PG’s serve as the basic mechanism for partitioning data to support distributed design through
database replication and work sharing between two or more sites. A given site has “read-only”
access to the data of the other sites. Two sites cannot have “write” access at the same time to the
same data. It is better when the partitioning of data does not change frequently, for example, a site
is given “read/write” access in the morning to some data and another site is given the “read/write”

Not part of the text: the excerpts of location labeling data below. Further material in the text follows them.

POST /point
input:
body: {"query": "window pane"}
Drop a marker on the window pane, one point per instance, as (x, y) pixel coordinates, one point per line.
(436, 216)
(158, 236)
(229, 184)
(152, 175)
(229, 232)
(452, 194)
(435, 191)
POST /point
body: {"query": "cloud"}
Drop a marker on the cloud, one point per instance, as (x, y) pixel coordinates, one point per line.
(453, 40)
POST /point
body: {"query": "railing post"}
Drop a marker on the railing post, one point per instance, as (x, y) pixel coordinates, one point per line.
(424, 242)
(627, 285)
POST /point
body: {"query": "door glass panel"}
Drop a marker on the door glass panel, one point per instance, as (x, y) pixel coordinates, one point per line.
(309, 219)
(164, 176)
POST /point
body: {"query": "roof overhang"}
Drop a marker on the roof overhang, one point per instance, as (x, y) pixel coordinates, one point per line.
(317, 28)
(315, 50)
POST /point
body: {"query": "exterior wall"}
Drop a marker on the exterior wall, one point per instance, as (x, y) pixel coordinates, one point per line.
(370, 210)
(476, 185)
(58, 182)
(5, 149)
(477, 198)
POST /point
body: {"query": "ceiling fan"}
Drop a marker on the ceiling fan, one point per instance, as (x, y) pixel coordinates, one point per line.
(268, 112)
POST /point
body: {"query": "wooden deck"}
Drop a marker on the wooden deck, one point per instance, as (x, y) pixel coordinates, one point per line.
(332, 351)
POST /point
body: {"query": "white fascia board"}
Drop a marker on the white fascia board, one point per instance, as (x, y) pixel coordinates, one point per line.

access to the same data in the afternoon. The reason being that the partitioning of data needs to be
controlled at a central location by an administrator because changing the partitioning is a heavy
operation and requires that the data stores at every other site be put “offline” while the changes are
made.
As with the project setup for database servers in a GWC, setting up the proper PG’s is something
that is typically done once at the beginning of the project. Determining the proper PG’s takes some
time and thought, however, once done, it can be used as the basis for future projects where only
minimal changes need to be made to address changing team players or roles.
4.4 Data Interoperability
Global workshare projects based on homogenous software applications and tools can avoid having
to deal with interoperability issues stemming from the need to exchange and share data. It is
essential that product data can be exchanged among stakeholders in the broad process. Designers,
suppliers, customers, subcontractors, class societies and others must be assured of timely access to
the relevant data with full security and integrity. Sadly, despite significant investments in human
and capital resources, the adoption of ISO standards for the exchange of product model data
(STEP) have had a minimal impact on the ability to share data among today’s shipbuilders – except
possibly as a kind of super-IGES translator of geometry and topology. Despite the adoption of
three shipbuilding-specific application protocols (AP’s) over 5 years ago – there are few, if any,
commercial offerings of STEP translators for these AP’s by software vendors in the marine
industry. Whether this is because of the complexities of data to be shared, the low demand within
the shipbuilding industry, or the pace of the standardization process, it remains a fact that
workshare in the near-term must continue to rely on the use of similar software systems or the
development of point-to-point solutions to address data sharing between systems. This absence of
standards means that factors like: open architectures, the availability of floating license
configurations; hardware costs; ease of use; and training requirements will be significant
discriminators in technology solutions. Products like SmartMarine 3D based on commercial,
relational database technology and an open architecture offer a proven path to meeting this need.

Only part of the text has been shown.